« Récolter, ramasser, garder le maximum de choses vues. J’aimerais pouvoir tout emmagasiner dans des entrepôts immenses où chaque objet aurait une place répertoriée. C’est ce que je fais dans mon travail, tout ce que je vois doit être reproduit, annoté et classé. Si le souvenir ne possédait pas sa trace il pourrait être oublié, tant de choses disparaissent avant même qu’on les ait retenues. »
J’ai découvert Sylvie Sauvageon au Salon Mac Paris en 2009. Son stand n’était pas loin du mien, ce qui me permettait d’aller le scruter de temps en temps. Oui, le scruter, scruter son travail de ouf qui, si on n’est pas au courant, peut ne pas accrocher l’oeil.
Comme cette oeuvre de 2,50 sur 3 mètres. Qu’a-t-elle de particulier ? Elle est entièrement réalisée au crayon de couleur. Vous imaginez le travail ! Cette image fait partie d’une petite collection de quelques autres décors aussi vastes, à l’échelle 1, plutôt désuets, qui témoignent de l’opiniâtreté de l’artiste à parfaire ce qu’elle entreprend. Ça s’appelle l’endroit du décor.
Sylvie fait des collections, de nombreuses et foisonnantes collections, commencées à une date précisée et toujours en cours. Les livres qu’elle lit, par exemple. Pour s’en souvenir. Tant pis si elle met plus de temps à reproduire à l’identique leur couverture qu’à les lire, c’est systématique. Un livre lu, un dessin au crayon de couleur.
Il y a aussi les collections d’objets, de choses vues en ville — principalement à Lyon où elle réside — ou lors de ses voyages.

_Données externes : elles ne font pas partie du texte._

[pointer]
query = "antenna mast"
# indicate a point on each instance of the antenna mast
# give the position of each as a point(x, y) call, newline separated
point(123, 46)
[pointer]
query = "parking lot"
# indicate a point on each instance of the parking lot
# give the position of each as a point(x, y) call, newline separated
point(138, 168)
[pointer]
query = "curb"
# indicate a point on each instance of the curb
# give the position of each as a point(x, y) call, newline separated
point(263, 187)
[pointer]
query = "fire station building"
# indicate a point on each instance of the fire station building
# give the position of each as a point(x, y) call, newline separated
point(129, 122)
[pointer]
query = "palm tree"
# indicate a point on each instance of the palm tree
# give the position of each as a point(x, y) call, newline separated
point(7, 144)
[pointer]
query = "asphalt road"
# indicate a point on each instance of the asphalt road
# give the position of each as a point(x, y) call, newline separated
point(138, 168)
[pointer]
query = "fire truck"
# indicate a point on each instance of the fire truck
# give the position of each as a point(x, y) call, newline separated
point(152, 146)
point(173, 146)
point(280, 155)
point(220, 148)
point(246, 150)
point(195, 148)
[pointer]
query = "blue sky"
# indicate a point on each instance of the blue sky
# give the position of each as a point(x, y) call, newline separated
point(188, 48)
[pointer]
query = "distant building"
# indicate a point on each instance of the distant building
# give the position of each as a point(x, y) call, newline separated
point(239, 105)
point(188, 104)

Comme cette affiche sur un quai de gare, qui fait 185 x 130 :
Elle collecte des morceaux de Libé qu’elle redessine ensuite. Elle a réalisé une collection appelée « une seule image » : il s’agissait de reproduire la photo de Libé du jeune Tunisien qui s’est immolé, mettant le feu aux poudres de tout un peuple révolté. Quand elle a fini le dessin, elle l’a mis dans une enveloppe. Puis a fait le même, et la même manoeuvre. Et encore le même, jusqu’à épuisement de son intérêt. Alors, elle a sorti toutes les mêmes images pour constater qu’elles n’étaient pas vraiment les mêmes.
Il y a eu d’autres d’autres dessins gigantesques qui m’ont scotchée, comme cette caravane à taille réelle, exposée au Salon de Montrouge 2010, et aussi une imposante pelleteuse :
Toutes ces collections interminées sont triées, classées, référencées, rangées dans des boîtes elles-mêmes soigneusement classifiées. Car voyez-vous, ce que craint le plus Sylvie Sauvageon, c’est de perdre la trace. La trace de ce qu’elle a vu, lu, vécu, connu, effleuré. Rien ne doit partir dans l’oubli, tout est consigné sur le papier pour bien montrer que cet élément du monde est bien réel. C’est son disque dur.
Le site de Sylvie mais aussi son blog sont passionnants car vous y découvrirez la densité de ses textes, la poésie de ses peintures du rien paysager qu’elle glane ça et là, la richesse de son obsession à saisir la vie, mine de crayon. Impressionnant !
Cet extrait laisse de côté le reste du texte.